# Dog Attacks Shark



## RickGibbs (Dec 16, 2005)

I posted this in the Hijack This thread, but I know a lot of people skip that thread, so I thought I'd post it here too.





 
I don't know, but I'd be scared to let my dogs try this....


----------



## ID_Hannah (Jun 8, 2006)

Yikes!! I don't think the dog is a golden, it looks like some bully breed. And the shark looks pretty dead before the dog jumped in. But there is no way I'd let my dog jump in... I'd never be that close to a shark either, dead or alive! :no:


----------



## Carsonsdaddy (Nov 1, 2006)

one word.....wow!


----------



## RickGibbs (Dec 16, 2005)

ID_Hannah said:


> Yikes!! I don't think the dog is a golden...

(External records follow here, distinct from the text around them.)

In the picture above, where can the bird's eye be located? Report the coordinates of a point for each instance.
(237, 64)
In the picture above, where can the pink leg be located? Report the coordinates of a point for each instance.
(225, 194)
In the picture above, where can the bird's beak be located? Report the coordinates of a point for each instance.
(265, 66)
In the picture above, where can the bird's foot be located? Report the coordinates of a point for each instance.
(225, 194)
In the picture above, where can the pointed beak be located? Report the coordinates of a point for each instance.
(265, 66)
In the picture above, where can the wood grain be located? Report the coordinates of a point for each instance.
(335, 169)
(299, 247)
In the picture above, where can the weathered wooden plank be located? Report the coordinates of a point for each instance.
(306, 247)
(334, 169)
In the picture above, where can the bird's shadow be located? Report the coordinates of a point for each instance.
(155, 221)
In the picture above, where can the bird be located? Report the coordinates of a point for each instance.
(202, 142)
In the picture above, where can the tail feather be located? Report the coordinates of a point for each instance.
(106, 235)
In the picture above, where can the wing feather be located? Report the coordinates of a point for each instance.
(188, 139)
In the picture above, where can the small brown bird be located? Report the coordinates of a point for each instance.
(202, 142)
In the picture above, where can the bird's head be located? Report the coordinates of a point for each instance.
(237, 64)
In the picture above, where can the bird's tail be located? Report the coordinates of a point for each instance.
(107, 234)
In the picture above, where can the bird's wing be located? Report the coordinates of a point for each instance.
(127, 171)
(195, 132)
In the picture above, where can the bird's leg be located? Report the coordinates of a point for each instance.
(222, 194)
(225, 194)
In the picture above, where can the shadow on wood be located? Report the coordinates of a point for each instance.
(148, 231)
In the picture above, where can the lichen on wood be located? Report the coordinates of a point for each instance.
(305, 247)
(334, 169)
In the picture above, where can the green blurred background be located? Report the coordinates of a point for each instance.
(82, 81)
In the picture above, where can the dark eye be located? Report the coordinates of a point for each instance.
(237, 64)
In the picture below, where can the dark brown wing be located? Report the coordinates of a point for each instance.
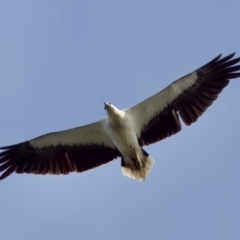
(157, 117)
(60, 159)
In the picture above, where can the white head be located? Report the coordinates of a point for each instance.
(112, 111)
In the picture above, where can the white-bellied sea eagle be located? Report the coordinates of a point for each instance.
(123, 133)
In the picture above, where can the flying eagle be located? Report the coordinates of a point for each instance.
(123, 133)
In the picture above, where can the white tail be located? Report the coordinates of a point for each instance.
(139, 174)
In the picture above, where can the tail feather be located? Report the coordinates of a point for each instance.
(139, 173)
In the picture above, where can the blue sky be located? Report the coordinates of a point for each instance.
(61, 59)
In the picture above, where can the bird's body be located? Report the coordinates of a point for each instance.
(136, 163)
(123, 133)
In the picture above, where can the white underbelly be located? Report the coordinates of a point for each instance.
(125, 139)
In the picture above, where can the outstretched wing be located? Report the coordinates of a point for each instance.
(75, 150)
(158, 116)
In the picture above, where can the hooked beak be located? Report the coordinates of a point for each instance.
(105, 105)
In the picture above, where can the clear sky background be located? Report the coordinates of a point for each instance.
(61, 59)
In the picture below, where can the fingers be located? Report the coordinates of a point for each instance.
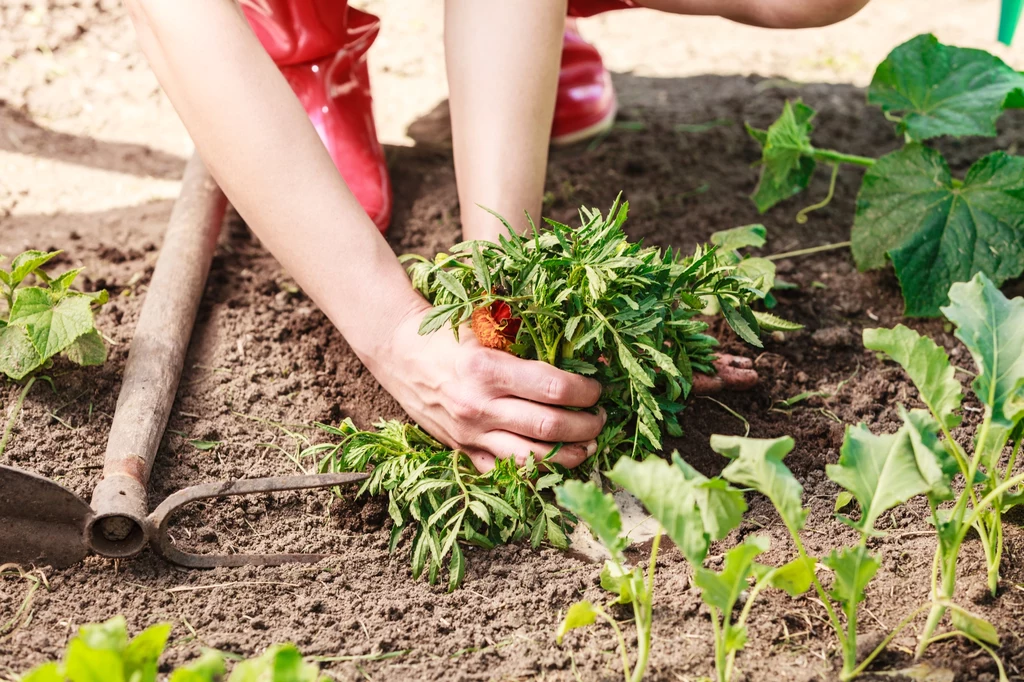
(504, 444)
(733, 374)
(541, 382)
(544, 423)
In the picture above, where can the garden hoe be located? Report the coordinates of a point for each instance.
(43, 522)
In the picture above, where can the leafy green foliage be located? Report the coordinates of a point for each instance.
(787, 157)
(438, 495)
(992, 329)
(46, 320)
(758, 464)
(883, 471)
(928, 366)
(102, 652)
(937, 229)
(942, 90)
(721, 591)
(591, 301)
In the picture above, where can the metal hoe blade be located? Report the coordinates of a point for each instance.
(161, 541)
(41, 522)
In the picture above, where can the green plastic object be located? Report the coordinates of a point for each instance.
(1009, 17)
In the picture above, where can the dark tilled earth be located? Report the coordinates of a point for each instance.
(264, 363)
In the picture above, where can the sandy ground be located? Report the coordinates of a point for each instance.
(114, 97)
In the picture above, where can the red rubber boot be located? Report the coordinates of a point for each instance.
(321, 48)
(586, 105)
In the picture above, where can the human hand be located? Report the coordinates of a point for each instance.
(486, 402)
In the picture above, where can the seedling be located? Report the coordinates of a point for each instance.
(590, 301)
(935, 228)
(42, 322)
(102, 651)
(438, 494)
(992, 329)
(693, 510)
(757, 464)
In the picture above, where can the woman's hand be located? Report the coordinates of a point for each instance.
(486, 402)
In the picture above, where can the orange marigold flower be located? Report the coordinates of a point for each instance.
(495, 327)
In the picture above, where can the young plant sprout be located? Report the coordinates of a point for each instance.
(42, 322)
(992, 329)
(934, 227)
(590, 301)
(693, 511)
(103, 651)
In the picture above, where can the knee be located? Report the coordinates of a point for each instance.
(806, 13)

Now that I've watched closer, you're right. My boss found it and said it was a golden, and I took his word for it.....


----------



## Maggies mom (Jan 6, 2006)

I agree.... doesnt look like a golden, and wonder if the shark is dying , I dont think they dog could have killed him that quick....


----------



## HovawartMom (Aug 10, 2006)

This is crazy!.
You should never let a dog go after a shark.This time,the shark is dead but what happens if the dog jumps before he is dead!.This video shows how stupid people can be


----------



## Jo Ellen (Feb 25, 2007)

I'll just keep Daisy with the bluegills and the sunfish LOL ... but you got to admire the spirit of that dog, taking it ashore that way. What a catch! I guess the fishing hook would be the least of my concerns in that case LOL

Why are we assuming the shark was dead? I'll have to watch it again, I didn't notice that the first time.


----------



## Jo Ellen (Feb 25, 2007)

Holy Moly, that's a strong dog !!


----------



## TheHooch (May 9, 2007)

Well I am thinking that the shark is not only dead but that this isn't the first time they have let him do this. Did anyone else hear the lack of talking and only the lapping of waves. Something is fishy and I say they have done this to this dog a few times. Strange what people do for entertainment.

Hooch


----------



## Ant (Feb 25, 2007)

I'd like to see the owner of that dog on the other end of the fishing pole with the shark chewing his legs off.


----------



## Wrigleysmom (Dec 30, 2006)

:uhoh: umm....yeah......thats just wrong. I mean she had that fish hooked and everything. But.....yeah that is just wrong, almost sick in a way.:yuck:


----------



## TheHooch (May 9, 2007)

I heard that!!!!

Hooch


----------



## Lego&Jacub (Jul 18, 2006)

TheHooch said:


> Well I am thinking that the shark is not only dead but that this isn't the first time they have let him do this. Did anyone else hear the lack of talking and only the lapping of waves. Something is fishy and I say they have done this to this dog a few times. Strange what people do for entertainment.
> 
> Hooch



I was thinking the exact same thing! If my dog jumped in with a shark I'd be freaking out!!


----------



## Jo Ellen (Feb 25, 2007)

I wouldn't even have my dog on a boat where there were sharks. Whales would be okay, but no way with sharks. Those are not friendly waters!!


----------